Selon la BNEF, la capacité combinée des électrolyseurs de l'année dernière à travers le monde «pourrait monter en flèche 1 000 fois» au cours des prochaines décennies . Le Conseil mondial de l'énergie estime que la demande de carburants synthétiques verts pourrait représenter environ 50% de la demande mondiale actuelle de pétrole brut à partir du milieu du siècle. L'UE veut profiter de cette tendance en renforçant le secteur de l'hydrogène, qui pourrait créer jusqu'à 1 million d'emplois dans la région d'ici le milieu du siècle. Il s'attend à ce que les investissements cumulés atteignent entre 180 et 470 milliards d'euros rien qu'en Europe. « Au cours des prochaines années, les technologies propres seront un moteur de croissance mondiale », a déclaré Timmermans. Au sein de l'UE, l'Allemagne a été un ardent défenseur de l'hydrogène vert.

Le pays compte de puissants fabricants d'électrolyseurs tels que Siemens, Thyssenkrupp, Sunfire et autres. Si l'Allemagne peut conserver sa part actuelle de production d'électrolyseurs sur les marchés mondiaux, qui est d'environ 20%, l'industrie pourrait créer jusqu'à 470000 emplois, soit environ la moitié de tous les emplois actuellement dans l'industrie automobile emblématique du pays, selon l'Institut économique (IW). Il y aurait des emplois supplémentaires créés dans les entreprises produisant des énergies renouvelables, qui seront nécessaires pour gérer la production d'hydrogène. « De nombreux fournisseurs et sociétés d'ingénierie ont de grands espoirs de produire des composants clés ici pour contribuer à un tel développement technologique», déclare l' économiste Veronika Grimm, qui a beaucoup travaillé sur l'économie de l'hydrogène et conseille le gouvernement allemand en tant que membre du conseil national de conseillers économiques.

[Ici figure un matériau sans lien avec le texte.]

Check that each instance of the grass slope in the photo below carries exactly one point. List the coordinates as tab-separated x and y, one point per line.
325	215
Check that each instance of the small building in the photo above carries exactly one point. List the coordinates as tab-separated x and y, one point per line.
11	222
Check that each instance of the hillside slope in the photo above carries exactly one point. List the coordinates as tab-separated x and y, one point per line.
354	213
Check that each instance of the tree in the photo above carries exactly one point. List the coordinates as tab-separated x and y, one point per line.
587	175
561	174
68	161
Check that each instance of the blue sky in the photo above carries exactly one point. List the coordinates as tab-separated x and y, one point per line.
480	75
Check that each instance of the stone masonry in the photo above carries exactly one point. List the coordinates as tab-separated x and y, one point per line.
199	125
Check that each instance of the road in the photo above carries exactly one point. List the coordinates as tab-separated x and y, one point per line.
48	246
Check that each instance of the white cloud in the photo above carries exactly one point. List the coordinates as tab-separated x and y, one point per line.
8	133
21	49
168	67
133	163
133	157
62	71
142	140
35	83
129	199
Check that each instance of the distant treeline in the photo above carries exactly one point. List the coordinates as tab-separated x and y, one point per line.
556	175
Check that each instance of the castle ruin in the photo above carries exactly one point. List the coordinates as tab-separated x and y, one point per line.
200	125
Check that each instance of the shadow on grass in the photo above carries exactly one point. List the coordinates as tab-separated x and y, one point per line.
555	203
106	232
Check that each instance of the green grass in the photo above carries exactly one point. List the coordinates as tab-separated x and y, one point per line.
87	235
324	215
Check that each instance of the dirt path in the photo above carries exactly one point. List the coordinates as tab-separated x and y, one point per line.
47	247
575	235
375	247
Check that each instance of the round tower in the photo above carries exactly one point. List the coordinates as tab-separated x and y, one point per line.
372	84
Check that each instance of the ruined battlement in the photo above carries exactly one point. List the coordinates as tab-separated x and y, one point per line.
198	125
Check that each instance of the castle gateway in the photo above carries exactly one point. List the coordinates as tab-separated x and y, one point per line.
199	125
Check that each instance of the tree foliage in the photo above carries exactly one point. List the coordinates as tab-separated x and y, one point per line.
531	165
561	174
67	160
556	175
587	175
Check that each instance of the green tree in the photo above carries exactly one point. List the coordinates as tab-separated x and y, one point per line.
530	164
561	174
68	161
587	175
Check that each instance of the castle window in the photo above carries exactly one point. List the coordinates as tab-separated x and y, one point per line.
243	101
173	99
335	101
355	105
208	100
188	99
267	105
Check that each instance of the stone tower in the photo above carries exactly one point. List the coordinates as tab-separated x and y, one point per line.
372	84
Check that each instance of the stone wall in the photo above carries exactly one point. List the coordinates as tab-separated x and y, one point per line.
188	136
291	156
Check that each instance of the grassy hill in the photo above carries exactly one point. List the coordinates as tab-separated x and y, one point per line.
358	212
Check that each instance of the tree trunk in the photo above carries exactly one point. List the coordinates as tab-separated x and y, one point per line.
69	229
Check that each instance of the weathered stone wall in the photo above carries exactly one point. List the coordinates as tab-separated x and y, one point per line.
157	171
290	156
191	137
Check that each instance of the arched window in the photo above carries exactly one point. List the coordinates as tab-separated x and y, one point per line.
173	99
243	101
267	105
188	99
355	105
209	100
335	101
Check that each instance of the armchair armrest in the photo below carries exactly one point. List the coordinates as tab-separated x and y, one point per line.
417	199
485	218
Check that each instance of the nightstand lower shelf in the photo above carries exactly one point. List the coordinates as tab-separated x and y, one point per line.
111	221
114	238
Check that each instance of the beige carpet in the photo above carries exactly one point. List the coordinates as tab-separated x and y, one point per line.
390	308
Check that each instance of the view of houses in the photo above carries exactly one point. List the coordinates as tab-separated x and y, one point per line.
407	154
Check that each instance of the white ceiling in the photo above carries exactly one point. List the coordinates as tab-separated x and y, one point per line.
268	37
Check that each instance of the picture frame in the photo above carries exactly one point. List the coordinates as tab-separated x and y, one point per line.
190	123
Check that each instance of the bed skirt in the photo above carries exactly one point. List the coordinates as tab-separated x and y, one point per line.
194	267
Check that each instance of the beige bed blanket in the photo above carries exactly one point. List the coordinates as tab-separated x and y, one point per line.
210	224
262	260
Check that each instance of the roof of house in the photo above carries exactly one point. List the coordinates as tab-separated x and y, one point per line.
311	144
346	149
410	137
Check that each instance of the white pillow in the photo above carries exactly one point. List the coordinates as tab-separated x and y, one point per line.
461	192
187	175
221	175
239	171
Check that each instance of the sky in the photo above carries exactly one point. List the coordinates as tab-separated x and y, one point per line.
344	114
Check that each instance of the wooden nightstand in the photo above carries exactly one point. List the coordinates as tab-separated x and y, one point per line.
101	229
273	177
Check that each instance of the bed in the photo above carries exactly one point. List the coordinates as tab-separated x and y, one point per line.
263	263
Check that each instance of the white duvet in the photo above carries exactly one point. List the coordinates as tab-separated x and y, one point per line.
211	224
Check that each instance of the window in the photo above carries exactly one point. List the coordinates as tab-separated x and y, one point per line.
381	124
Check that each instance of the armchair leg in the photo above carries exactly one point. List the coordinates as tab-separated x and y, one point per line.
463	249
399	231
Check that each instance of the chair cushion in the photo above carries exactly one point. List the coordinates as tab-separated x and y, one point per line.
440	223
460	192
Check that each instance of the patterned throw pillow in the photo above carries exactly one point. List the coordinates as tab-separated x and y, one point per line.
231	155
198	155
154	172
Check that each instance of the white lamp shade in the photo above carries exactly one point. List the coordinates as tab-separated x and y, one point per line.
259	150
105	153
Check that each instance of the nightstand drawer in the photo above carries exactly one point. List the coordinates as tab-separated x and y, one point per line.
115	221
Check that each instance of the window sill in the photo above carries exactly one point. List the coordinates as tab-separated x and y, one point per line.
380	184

Elle ajoute qu'il existe d'innombrables opportunités commerciales liées à une économie de l'hydrogène: des machines de production et de traitement de l'hydrogène vert au transport national et international dans les pipelines, les navires ou par voie terrestre, jusqu'à son utilisation finale dans diverses applications, telles que les piles à combustible. Quel est le plan? La stratégie hydrogène de la Commission européenne comprend un plan en trois étapes, qui commence par la construction d'électrolyseurs pour produire de l'hydrogène vert destiné à être utilisé dans les industries (acier, produits chimiques, raffineries) d'ici 2024, suivie de la création de points chauds de production d'hydrogène locaux, qui seront liés aux utilisateurs industriels dans des « vallées de l'hydrogène », d'ici 2030.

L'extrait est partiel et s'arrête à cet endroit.